The American Job Center’s (AJC) state-highlighted career fair at the Blount County Public Library on Thursday saw about two dozen people searching for employment with numerous local businesses and agencies.
One of seven prominent job events that were part of Tennessee’s Department of Labor & Work Force Development “Keep Working TN Week” initiative, the library event featured businesses like Blackberry Farms and governmental departments like the Blount County Sheriff’s Office and Knoxville Police Department.
Ivan Green is with Alcoa’s AJC and said the two-hour event was about active, intentional recruitment.
“Having job seekers come in and see all these different employers in one place we hope encourages more to come out,” he said in an interview. “That’s really the purpose of the job fair.”
He said this is the first fair event for the fall. There may be more, he said, depending on the numbers.
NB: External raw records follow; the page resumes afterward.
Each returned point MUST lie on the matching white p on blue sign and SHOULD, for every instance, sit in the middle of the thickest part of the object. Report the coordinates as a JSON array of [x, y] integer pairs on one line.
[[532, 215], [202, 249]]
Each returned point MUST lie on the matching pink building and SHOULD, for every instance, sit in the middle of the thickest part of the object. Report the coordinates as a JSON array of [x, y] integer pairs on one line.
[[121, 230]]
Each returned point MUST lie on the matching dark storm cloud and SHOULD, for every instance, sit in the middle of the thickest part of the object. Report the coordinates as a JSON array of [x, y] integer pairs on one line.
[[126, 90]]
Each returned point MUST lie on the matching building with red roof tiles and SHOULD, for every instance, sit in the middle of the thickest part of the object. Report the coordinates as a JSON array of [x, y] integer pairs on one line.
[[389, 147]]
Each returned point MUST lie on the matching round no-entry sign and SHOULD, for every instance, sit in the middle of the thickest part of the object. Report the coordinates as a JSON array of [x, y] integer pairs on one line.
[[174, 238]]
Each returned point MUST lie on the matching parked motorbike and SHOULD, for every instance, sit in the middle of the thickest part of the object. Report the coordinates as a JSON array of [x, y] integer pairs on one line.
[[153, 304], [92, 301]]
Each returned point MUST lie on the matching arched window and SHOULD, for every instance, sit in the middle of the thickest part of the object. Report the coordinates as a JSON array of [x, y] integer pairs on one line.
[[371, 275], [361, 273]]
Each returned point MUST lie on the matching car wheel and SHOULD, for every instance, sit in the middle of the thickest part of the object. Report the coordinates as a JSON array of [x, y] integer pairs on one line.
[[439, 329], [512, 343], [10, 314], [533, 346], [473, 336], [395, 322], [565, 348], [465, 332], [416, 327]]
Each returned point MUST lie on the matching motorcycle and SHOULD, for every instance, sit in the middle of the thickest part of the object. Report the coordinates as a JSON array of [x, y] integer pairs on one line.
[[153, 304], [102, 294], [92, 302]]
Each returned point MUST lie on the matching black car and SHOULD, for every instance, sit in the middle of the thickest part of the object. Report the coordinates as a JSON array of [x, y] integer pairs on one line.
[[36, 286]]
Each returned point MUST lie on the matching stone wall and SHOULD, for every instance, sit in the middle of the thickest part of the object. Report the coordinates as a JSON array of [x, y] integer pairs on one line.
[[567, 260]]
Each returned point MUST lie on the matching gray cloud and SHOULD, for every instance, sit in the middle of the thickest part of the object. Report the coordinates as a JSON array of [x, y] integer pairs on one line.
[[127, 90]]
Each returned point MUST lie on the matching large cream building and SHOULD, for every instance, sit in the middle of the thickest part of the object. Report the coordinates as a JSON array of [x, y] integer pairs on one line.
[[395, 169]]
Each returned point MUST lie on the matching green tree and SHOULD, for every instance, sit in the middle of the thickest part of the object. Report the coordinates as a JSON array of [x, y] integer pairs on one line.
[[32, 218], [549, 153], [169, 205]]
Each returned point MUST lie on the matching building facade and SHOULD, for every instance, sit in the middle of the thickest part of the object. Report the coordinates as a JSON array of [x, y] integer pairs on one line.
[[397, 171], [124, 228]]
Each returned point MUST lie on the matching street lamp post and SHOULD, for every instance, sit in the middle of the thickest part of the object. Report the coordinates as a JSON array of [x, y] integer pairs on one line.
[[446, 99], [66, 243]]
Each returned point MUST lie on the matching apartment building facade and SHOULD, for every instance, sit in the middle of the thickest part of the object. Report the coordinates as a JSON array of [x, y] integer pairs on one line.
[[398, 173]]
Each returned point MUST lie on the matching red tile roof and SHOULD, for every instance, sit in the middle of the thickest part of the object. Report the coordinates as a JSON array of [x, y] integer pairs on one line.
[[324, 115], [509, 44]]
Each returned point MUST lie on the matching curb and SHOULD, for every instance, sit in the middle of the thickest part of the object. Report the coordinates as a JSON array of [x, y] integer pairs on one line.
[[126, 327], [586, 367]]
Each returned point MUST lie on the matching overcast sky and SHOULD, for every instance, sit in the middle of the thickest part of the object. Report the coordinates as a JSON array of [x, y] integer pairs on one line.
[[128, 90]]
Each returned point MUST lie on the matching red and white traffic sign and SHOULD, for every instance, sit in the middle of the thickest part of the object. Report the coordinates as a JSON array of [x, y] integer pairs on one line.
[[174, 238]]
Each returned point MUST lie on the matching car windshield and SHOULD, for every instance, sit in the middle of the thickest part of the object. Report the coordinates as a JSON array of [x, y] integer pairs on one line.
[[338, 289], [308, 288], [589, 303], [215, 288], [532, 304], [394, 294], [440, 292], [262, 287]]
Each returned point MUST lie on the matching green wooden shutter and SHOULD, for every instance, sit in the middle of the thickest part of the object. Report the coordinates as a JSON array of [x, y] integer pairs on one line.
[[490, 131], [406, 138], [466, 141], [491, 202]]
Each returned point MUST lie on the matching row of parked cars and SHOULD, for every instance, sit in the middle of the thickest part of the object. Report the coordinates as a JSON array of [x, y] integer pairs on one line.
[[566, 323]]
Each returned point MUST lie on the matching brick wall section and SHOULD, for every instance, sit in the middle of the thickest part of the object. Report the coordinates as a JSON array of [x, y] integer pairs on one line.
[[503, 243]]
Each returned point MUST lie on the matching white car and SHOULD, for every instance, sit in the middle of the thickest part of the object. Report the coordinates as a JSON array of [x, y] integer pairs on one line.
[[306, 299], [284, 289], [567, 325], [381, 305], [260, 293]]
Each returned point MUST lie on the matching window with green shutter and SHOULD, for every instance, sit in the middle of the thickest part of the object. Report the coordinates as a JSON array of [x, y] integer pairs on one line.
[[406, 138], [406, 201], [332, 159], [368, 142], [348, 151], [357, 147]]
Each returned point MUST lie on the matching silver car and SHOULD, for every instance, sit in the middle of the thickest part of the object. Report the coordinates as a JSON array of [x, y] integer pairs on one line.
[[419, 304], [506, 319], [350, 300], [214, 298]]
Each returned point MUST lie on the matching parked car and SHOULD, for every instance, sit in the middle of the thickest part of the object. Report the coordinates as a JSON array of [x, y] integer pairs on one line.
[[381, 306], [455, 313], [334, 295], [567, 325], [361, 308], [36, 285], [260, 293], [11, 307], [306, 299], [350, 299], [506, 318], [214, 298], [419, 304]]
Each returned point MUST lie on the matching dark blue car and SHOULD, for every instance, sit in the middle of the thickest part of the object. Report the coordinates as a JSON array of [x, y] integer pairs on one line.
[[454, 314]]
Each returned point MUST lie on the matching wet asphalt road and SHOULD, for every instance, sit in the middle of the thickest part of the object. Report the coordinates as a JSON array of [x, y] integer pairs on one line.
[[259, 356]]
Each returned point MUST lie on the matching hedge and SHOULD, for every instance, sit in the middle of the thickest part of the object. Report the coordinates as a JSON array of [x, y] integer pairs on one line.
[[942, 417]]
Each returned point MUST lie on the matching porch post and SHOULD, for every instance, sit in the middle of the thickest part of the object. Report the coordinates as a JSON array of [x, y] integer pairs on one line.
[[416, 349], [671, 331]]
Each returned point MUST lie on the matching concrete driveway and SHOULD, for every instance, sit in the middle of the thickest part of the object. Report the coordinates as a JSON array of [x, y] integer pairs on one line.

AJC definitely will work with the Blount County Chamber of Commerce on its spring fair, which it does annually.
But for people who weren’t able to make it to the Aug. 16 fair, Green said, the opportunity to get connected to a job isn’t gone.
The Alcoa-based job center at 366 Glascock St. is open 8 a.m. to 4:30 p.m. every weekday and can help connect Blount Countians to both employers that were at the fair and many others.
“We have a resource room where you can look for jobs that are posted on the Jobs4TN website,” Green said. “We can also help you with your resumé or help you connect directly to employers. ... We have relationships with employers which allow us to vouch for you.”
Employees there also can help job seekers with interview preparation, Green said. They can look into paid training options as well or apply for financial aid.
AJC helps with education too, Green said. Adult education is available there as well as education for people who have been dislocated.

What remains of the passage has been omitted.